I realized recently that, over the last few weeks, I got completely
obsessed with hung up on the question what the difference is between physics and biology (and why the type of scientist that will pursue one vs. the other differs, apparently).
This is all I could come up with initially (and yes, I realize how daft the different points are):
- While both physicists and biologists study what things are made of and how they work, physicists go for non-living matter and biologists for… well, squishy things. Duh.
- Different to physicists, biologists can study their objects with their hands. Wrong – you need a few additional tools for microbiology, cell biology, etc.

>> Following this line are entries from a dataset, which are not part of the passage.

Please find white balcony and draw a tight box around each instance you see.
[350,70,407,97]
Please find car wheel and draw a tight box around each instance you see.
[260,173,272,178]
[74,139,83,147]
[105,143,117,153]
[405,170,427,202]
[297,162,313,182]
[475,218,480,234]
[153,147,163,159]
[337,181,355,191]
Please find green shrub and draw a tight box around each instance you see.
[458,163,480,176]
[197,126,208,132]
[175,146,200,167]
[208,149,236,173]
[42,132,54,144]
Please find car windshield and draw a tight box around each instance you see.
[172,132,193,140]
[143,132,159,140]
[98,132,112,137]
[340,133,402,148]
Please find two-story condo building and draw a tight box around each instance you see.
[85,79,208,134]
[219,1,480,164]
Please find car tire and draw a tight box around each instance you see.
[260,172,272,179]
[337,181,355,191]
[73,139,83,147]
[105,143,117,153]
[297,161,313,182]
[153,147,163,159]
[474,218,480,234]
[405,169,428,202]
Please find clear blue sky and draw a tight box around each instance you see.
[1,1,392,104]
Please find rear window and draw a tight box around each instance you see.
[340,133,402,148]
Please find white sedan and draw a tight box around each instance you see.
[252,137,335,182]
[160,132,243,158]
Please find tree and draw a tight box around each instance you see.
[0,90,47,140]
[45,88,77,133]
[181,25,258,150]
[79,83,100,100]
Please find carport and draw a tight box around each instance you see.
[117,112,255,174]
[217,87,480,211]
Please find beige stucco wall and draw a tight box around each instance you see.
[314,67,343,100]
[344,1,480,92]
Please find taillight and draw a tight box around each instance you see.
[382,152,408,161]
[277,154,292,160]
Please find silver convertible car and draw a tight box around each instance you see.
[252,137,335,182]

- Biology is, overall, more descriptive than physics. Wrong – astrophysics is at least as much of a descriptive discipline as, for example, ecology. With the latter, you even have the option of following up observations with field experiments – while in the former, you can’t cause a black hole to collapse to see what happens…
Then it occurred to me: physicists like to shoot things, biologists go for the kill.
To determine the nature of things, physicists shoot them – or rather, shoot at them. With big things. In fact, the bigger the instrument, the more information is to be gained – synchrotrons are really old news, the shiny new toy in the physicists’ box of tricks are x-ray free electron lasers. They’re building one in Japan and one in California, but the European XFEL we’re building is going to be the best of all of them. The facility will be 3.4 km long and tunneling underneath Hamburg – show me the experimental setup in biology that can beat that, size-wise.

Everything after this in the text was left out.